The exponential decrease of the flow rate in the accordance with the increased distance from the start of the flow was earlier demonstrated for immunochromatographic processes [17
]. This phenomenon causes the influence of the test zones location on the assay sensitivity. If the line with the applied reagent is located at a higher distance from the start, the front of the liquid with the analyte passes more slowly through this line and the quantity of bound complexes formed is increased (more intense coloration). An additional key factor is the time necessary to reach equilibrium for the interactions of reactants in flow. In the case of more affine antibodies the final quantity of immune complexes is formed at the starting part of the working membrane, and additional elongation of the way does not cause improvements in sensitivity.
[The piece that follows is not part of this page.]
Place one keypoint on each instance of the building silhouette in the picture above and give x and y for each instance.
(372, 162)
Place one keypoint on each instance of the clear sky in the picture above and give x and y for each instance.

Contrary, for low-affine interactions the choice of maximal distance for the test zone is reasonable. Thus, the preliminary controlled influence of the test zone location on the LOD and intensity of coloration allows separating immunoreactants for multiassay to several groups, with preferable minimal distance of the test zone from the starting point, the preferable maximal distance and without influence of the distance on analytical parameters.
Basing on these rules and the found difference in immunoreactants properties, we have designed a multiplex system where the position of the test zones guarantees a high-quality assay (low LOS and acceptable intensity of coloration). We placed lincomycin at the 4 mm position, chloramphenicol at the 11.5 mm position and tetracycline at the 19 mm position. The test system demonstrates the instrumental detection limits of 0.4 ng/mL, 0.4 ng/mL and 1.0 ng/mL for lincomycin, chloramphenicol and tetracycline, respectively (see Figure 4
and Table 1
We believe that for some immunoreactants, the location of the test zone at the beginning could be critical due to slow immune interactions in solution and the limited time of the flow movement along the test zone. The location of the test zone as far as possible from the start point may eliminate these problems. Alternatively, some other reactants probably provide efficient immune binding both in solution and with immobilized reactants independently on the location of the test zone (see lincomycin example in our study).
The consideration of kon and koff rates and the estimation of time for reaching chemical equilibrium will be the strong rationale for choice of the test zones locations. However, the proposed approach with screening comparison of several locations for individual reactants provides simple testing without involvement of additional time- and labor consuming techniques.
It should be noted additionally that tested matrixes may influence significantly on the capillary flow rate and reaching chemical equilibrium in the course of lateral flow processes, so the testing of immune reactants should be implemented in liquid media providing the same viscosity and flow rate as the real samples.